Jesus Christ, the God of Israel.—“That Jesus Christ was the same Being who called Abraham from his native country, who led Israel out of the land of Egypt with mighty miracles and wonders, who made known to them His law amid the thunderings of Sinai, who delivered them from their enemies, who chastened them for their disobedience, who inspired their prophets, and whose glory filled Solomon’s temple, is evident from all the inspired writings, and in none more so than in the Bible.
“His lamentation over Jerusalem evidences that, in His humanity, He had not forgotten His former exalted position: ‘O Jerusalem, Jerusalem, thou that killest the prophets, and stonest them which are sent unto thee, how often would I have gathered thy children together, … and ye would not!’ (Matt. 23:37). It was this Creator of the world, this mighty Ruler, this Controller of the destinies of the human family, who, in His last moments, cried out in the agony of His soul, ‘My God, my God, why hast thou forsaken me?’” (Mark 15:34.)—From Compendium of the Doctrines of the Gospel, by Franklin D. Richards and James A. Little.

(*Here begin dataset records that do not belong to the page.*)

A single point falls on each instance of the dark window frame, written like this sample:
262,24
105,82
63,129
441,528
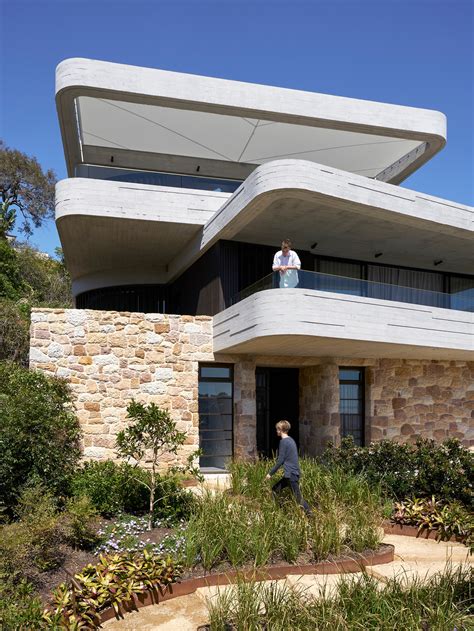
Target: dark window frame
361,382
230,380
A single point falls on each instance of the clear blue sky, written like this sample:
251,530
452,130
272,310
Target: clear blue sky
408,52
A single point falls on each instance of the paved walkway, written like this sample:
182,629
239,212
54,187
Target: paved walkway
413,557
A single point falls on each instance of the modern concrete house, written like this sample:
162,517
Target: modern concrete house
179,193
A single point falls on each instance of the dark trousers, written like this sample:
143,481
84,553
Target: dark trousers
295,489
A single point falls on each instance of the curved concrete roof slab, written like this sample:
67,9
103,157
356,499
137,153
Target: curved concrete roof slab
331,325
347,215
116,233
160,120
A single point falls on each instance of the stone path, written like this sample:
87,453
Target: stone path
413,557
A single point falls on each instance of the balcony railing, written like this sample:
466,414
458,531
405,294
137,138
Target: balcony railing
462,301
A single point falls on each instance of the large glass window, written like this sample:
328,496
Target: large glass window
157,179
215,415
351,403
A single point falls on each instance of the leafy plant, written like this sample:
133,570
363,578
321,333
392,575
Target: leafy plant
80,523
20,608
112,582
421,470
111,487
26,188
151,433
39,434
116,488
447,519
31,544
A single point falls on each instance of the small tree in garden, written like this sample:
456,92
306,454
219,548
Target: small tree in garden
151,434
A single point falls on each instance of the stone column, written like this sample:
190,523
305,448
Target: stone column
319,408
245,409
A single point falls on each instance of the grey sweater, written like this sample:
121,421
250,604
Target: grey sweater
288,459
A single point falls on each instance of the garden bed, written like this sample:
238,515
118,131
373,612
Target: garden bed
413,531
194,580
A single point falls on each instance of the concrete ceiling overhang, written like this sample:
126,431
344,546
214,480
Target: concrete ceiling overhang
326,324
347,215
160,120
123,233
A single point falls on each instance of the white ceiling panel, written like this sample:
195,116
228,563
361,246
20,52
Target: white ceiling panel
185,132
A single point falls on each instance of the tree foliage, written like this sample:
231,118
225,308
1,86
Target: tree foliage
28,279
39,434
24,188
152,433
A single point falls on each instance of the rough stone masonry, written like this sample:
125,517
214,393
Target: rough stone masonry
110,357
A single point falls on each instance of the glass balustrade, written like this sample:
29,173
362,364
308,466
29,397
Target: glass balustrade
461,300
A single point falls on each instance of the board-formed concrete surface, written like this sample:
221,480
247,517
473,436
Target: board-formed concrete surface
163,119
321,323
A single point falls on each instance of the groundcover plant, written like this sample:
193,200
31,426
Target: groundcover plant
245,525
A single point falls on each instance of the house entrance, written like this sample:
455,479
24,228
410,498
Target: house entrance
277,394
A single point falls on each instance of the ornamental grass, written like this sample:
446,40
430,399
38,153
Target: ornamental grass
247,526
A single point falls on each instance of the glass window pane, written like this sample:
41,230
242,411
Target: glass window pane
215,388
349,390
215,405
216,447
219,462
222,372
215,434
348,374
215,421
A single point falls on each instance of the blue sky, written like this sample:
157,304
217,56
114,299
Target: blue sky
409,52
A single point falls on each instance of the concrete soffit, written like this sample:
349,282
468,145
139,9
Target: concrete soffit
422,130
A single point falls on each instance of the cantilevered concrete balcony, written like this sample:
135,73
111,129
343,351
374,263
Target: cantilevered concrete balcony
347,317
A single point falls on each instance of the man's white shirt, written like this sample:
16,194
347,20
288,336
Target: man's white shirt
290,277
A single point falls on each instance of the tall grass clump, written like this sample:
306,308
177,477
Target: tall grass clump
246,525
443,602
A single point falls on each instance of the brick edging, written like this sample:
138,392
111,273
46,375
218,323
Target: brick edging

“Jehovah” a Name Not Uttered by the Jews.—Long prior to the time of Christ, certain schools among the Jews, ever intent on the observance of the letter of the law, though not without disregard of its spirit, had taught that the mere utterance of the name of God was blasphemous, and that the sin of so doing constituted a capital offense. This extreme conception arose from the accepted though uninspired interpretation of Leviticus 24:16, “And he that blasphemeth the name of the Lord, he shall surely be put to death, and all the congregation shall certainly stone him: as well the stranger, as he that is born in the land, when he blasphemeth the name of the Lord, shall be put to death.” We take the following from Smith’s Comprehensive Dictionary of the Bible, article “Jehovah”: “The true pronunciation of this name, [Yehovah] by which God was known to the Hebrews, has been entirely lost, the Jews themselves scrupulously avoiding every mention of it, and substituting in its stead one or other of the words with whose proper vowel-points it may happen to be written [Adonai, Lord, or Elohim, God]. … According to Jewish tradition it was pronounced but once a year by the high priest on the day of atonement when he entered the Holy of Holies; but on this point there is some doubt.”